Soon after that, Hale began having trouble walking and needed a cane. Then he began waving his cane at her and threatening violence. Sally knew she needed help, and she began to confront the realities of her situation.

Sally wanted to hire an experienced nurse, but she soon discovered that their health insurance (a policy that at the time was actually the very best there was) and Medicare would cover the cost only if Hale needed skilled nursing care--help with such things as IVs or catheters--rather than custodial care, which is how they defined the day-to-day assistance Hale needed.

In August 1987, Sally hired round-the-clock nurses from a local registry and paid for them herself. "I had two people every day," she says. "One from 4 P.M. to midnight at $140 a day, and the other from 8 A.M. to 4 P.M., also for $140, so it was $280 every day. From August 4, when they started, to November 7, 1987, I spent $17,560." The Cobbs weren't poor, but when she got a financial consultant to help her sort out their expenses, Sally realized she couldn't afford a private nurse for very long. She looked around for a less expensive solution and settled on a live-in aide.

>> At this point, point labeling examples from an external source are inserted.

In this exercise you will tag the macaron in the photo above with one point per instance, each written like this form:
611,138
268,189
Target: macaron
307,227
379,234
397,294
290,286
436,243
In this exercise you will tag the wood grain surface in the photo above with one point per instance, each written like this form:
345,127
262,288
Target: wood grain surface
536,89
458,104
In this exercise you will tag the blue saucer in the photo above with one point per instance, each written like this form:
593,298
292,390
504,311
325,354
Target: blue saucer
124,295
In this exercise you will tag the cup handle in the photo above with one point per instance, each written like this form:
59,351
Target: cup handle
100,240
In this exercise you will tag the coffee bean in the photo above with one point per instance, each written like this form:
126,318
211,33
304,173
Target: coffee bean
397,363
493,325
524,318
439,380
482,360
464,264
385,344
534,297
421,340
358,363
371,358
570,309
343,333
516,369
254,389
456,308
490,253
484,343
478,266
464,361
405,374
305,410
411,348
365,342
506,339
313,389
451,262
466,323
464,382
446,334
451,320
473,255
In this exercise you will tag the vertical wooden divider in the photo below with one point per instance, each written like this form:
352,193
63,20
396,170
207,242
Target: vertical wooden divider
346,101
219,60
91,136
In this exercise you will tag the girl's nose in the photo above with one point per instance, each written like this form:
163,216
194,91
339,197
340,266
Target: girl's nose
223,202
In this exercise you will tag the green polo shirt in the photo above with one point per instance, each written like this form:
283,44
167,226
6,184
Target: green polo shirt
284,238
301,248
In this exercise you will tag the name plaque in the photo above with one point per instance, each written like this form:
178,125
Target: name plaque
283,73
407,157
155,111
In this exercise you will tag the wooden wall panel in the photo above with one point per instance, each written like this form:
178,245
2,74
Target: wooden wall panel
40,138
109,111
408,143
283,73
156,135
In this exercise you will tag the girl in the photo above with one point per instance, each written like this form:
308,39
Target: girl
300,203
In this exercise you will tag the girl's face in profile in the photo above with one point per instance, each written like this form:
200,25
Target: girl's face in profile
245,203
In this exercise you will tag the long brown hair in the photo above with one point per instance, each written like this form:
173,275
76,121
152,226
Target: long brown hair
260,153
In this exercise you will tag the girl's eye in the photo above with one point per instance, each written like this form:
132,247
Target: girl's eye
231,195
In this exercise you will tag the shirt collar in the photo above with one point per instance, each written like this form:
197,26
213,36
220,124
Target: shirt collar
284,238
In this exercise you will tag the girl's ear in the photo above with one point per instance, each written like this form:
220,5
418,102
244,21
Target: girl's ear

The first two aides, hired from home-care agencies, were disasters. One was verbally abusive to both Sally and Hale, and Sally suspected the second one of stealing. The third, the one she finally hired, was the aunt of Sally's cleaning lady--a kindly woman with no citizenship papers, but a big and willing heart. Sally paid her room and board and $300 for five days a week. On the weekends she hired a second aide for $160 for each two-day shift.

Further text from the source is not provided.